La transaction, annoncée lundi, s’élève à 22 millions d’euros. La plus grande partie du site et des installations sera reprise par le papetier Double A, basé à Hong Kong, et par le producteur d’électricité et de chaleur français Neoen, filiale du groupe Direct Energie, qui prévoit de relancer la centrale biomasse fournissant l’énergie aux installations.

Le président du conseil général, Jean-Louis Destans (PS), a évoqué une “prise de contrôle temporaire” et pas une “nationalisation”, comme il en fut beaucoup question pour le site ArcelorMittal de Florange, en Moselle.

En août, les discussions traînaient en longueur entre le propriétaire du site, le groupe finlandais M-Real, et les deux candidats à la reprise, Double A et Neoen. “C’était compliqué de faire vendre par M-Real et de faire acheter par Double A et Neoen”, se souvient le préfet de l’Eure, Dominique Sorain.

Le conseil général, qui suivait ce conflit depuis l’annonce de la fermeture du site au printemps 2011 et qui avait réclamé à une époque “l’expropriation” de M-Real, est alors intervenu pour tenter de débloquer la situation. “Le parti que nous avons pris avec le préfet était d’entrer directement dans les négociations pour pouvoir peser et pas simplement servir de médiateur”, a expliqué M. Destans.

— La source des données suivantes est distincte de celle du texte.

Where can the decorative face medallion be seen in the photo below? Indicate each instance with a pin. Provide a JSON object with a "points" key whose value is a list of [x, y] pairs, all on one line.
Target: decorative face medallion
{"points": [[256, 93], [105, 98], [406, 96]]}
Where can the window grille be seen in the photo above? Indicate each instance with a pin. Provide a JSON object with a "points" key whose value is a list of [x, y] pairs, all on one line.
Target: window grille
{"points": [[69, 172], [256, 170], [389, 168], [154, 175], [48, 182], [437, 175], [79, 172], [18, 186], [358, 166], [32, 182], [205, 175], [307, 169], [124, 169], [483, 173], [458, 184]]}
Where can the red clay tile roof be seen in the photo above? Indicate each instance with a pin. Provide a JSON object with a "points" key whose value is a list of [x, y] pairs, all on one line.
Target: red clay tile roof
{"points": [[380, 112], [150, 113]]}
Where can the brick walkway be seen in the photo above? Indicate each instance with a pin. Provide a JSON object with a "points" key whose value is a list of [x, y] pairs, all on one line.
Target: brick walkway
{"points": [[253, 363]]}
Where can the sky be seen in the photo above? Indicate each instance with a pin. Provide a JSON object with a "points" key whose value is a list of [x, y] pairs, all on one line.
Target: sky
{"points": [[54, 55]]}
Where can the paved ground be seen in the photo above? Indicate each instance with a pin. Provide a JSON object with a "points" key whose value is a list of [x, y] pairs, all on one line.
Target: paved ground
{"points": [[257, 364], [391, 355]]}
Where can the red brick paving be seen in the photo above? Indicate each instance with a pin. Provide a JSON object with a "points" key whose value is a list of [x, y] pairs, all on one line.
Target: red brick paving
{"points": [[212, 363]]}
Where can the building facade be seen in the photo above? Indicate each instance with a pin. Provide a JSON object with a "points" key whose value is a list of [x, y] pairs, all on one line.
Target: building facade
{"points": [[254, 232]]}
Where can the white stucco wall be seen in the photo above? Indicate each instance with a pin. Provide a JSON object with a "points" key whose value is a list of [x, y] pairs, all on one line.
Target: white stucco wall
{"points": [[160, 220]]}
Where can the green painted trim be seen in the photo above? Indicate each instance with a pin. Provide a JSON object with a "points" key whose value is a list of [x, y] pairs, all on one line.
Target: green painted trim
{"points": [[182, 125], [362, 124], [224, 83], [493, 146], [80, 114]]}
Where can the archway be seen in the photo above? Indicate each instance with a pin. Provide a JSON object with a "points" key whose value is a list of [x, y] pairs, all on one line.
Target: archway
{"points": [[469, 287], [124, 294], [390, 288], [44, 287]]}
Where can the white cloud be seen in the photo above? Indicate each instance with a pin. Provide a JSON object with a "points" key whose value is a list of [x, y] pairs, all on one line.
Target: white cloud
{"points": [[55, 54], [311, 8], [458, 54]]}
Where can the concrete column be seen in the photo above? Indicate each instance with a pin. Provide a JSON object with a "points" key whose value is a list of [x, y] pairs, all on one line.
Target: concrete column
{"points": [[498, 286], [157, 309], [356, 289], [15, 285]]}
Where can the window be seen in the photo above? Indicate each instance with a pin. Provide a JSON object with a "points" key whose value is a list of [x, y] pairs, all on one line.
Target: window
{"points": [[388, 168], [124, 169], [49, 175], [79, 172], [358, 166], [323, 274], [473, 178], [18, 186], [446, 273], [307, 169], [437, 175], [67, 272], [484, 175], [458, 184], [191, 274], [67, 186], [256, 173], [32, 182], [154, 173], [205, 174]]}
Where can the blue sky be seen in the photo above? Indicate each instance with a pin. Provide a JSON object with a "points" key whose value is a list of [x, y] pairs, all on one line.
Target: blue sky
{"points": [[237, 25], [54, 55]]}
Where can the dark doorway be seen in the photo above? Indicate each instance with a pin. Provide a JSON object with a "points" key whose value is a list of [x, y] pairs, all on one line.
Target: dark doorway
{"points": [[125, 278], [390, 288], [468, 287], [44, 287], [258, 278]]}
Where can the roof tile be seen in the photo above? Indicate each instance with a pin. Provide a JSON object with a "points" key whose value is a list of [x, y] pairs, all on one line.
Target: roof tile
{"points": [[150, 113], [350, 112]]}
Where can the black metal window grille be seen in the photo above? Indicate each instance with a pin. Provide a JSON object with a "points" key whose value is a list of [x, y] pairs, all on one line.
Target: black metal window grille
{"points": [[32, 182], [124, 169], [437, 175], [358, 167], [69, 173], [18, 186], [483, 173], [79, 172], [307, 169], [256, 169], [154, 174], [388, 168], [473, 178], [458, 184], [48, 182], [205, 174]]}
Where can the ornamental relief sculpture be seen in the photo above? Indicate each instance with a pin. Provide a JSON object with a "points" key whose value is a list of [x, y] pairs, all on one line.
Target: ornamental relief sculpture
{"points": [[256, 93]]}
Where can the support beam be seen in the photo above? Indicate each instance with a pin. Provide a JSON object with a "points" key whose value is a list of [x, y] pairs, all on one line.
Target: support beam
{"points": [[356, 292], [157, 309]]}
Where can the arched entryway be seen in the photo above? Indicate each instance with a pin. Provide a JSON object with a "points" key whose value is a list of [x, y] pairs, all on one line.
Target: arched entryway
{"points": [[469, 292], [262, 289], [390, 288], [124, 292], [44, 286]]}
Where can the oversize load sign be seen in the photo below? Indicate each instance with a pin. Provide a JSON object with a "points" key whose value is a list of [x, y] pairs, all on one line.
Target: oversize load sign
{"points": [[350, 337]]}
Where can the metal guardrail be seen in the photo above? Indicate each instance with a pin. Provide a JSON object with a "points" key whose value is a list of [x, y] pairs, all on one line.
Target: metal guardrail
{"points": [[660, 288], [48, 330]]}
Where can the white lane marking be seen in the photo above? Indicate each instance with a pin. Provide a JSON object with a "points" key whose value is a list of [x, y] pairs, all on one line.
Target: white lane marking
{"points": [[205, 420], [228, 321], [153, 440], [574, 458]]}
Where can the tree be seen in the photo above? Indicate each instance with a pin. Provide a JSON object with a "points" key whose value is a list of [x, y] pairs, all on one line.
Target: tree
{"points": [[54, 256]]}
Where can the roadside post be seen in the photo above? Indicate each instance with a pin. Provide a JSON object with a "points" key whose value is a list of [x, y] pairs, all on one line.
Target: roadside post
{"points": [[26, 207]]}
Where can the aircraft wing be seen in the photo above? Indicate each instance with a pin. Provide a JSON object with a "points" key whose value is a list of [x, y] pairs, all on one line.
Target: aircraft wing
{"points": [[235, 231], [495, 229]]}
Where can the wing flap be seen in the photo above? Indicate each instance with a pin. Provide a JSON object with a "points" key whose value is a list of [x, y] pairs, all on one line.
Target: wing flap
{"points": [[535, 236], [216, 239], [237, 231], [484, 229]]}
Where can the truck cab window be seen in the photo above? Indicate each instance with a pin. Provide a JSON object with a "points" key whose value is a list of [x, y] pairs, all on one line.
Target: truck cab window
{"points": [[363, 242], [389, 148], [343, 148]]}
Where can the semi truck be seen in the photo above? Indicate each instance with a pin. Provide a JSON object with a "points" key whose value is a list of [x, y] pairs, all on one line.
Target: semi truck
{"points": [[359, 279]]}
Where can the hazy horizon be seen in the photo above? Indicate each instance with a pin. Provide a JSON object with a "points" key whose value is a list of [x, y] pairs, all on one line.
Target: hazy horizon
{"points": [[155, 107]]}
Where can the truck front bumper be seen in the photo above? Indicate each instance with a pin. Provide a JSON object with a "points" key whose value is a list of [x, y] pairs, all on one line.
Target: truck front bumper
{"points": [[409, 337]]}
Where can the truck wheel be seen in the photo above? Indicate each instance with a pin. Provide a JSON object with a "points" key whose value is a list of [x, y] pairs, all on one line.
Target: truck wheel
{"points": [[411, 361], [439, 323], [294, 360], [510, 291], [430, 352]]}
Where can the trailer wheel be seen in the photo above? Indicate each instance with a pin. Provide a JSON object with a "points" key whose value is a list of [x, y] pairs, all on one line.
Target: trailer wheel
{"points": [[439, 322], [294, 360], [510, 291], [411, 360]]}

Au terme de plusieurs mois de discussions discrètes, les élus du département sont parvenus à emporter l’adhésion du papetier finlandais, réticent au départ à l’idée de vendre le site à un concurrent. “Le projet de reprise était devenu global pour M-Real, qui avait de surcroît la garantie de la signature d’une collectivité publique”, a souligné Eric Lardeur, délégué CFDT.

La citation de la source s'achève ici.